国際 電信 発祥の地

こくさいでんしんはっしょうのち

 
撮影:
2006年10月(写真 H.O.さん)
2006年10月(写真 N.I.さん)

長崎電軌 大浦天主堂下停留所の西。長崎全日空ホテルの敷地内にフェンスに囲まれて「国際電信発祥の地」「長崎電信創業の地」 「南山手居留地跡」と同じ規格の石碑が3本並んで建っている。

電気通信の歴史は天保8年(1837) にモールスによって電信が発明されたことに始まる。「トン・ツー」のモールス信号を扱う電信機は, 1850年代には 長崎の出島商館に持ち込まれていたが, 実際に国内通信が行われたのは 明治2年(1869) のことだった。

ヨーロッパでは早くから国際電信網の敷設がはじまっていて, 明治4年(1871) には ヨーロッパからシベリアを横断する電信線が完成した。このような背景からデンマーク系のグレート・ノーザン(大北)電信会社によって長崎〜上海間および長崎〜ウラジオストック間の海底電線が敷設され, 国際通信が開始された。

一方, 日本国内の電信網の敷設は, 明治2年(1869) の東京~横浜間を皮切りに全国に拡大され, 電信線が長崎まで延長されたのは明治6年(1873) のことになる。
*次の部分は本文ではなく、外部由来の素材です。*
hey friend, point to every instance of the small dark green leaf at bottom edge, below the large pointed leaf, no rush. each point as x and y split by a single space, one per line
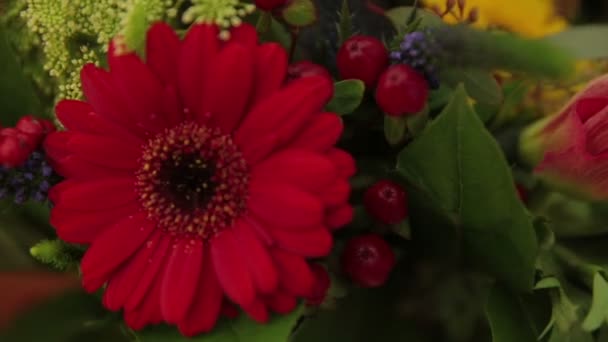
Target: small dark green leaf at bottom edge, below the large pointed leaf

つまり国際電信が開始された時点では, 長崎からの電報は外国に通じていても, 東京にはつながっていなかった。

この年, 居留地内のベルビューホテルの一室を借りて長崎電報局が設置され, 国際電信の窓口業務が開始されたが, 明治6年(1873) になって国内各地との公衆電報の取扱も始まった。

余談だが, 明治新政府の所謂岩倉使節団の一員として欧米に派遣された大久保利通が, 明治5年(1872) にニューヨークから東京宛に発信した電報は, 5時間後には長崎で受信されたが, これが東京に届いたのはその3日後のことだったという逸話が残っている。 まだ長崎〜東京の電信が通じていなかったため 人手によって運ばれたためである。

長崎電信創業の地

写真

  • 国際電信発祥の地
  • 国際電信発祥の地
  • 国際電信発祥の地 碑文
  • 国際電信発祥の地 説明板
  • 国際電信発祥の地

碑文

国際電信発祥の地

明治四年六月(1871)デンマークの大北電信会社は長崎上海間に海底線を敷設しこの地に あったホテル・ベルビューの一室を借り わが国最初の国際電信業務を開始した 同年9月 長崎‐ウラジオ間の交信も開始された

昭和四十六年三月建之 長崎市長 諸谷義武

国際(こくさい)電信(でんしん)発祥(はっしょう)()(あと)
Site of Japan's first international telegraph station
국제전신발상지터
国际电信发祥地遗址

 明治4年(1871)長崎-上海(中国), 長崎‐ウラジオストック(露国)間に デンマーク系の大北電信会社によって, 海底電信線が開通した。
 これで日本と世界が初めて即時に情報交換ができるようになった。
ここが最初に設けられた通信所である。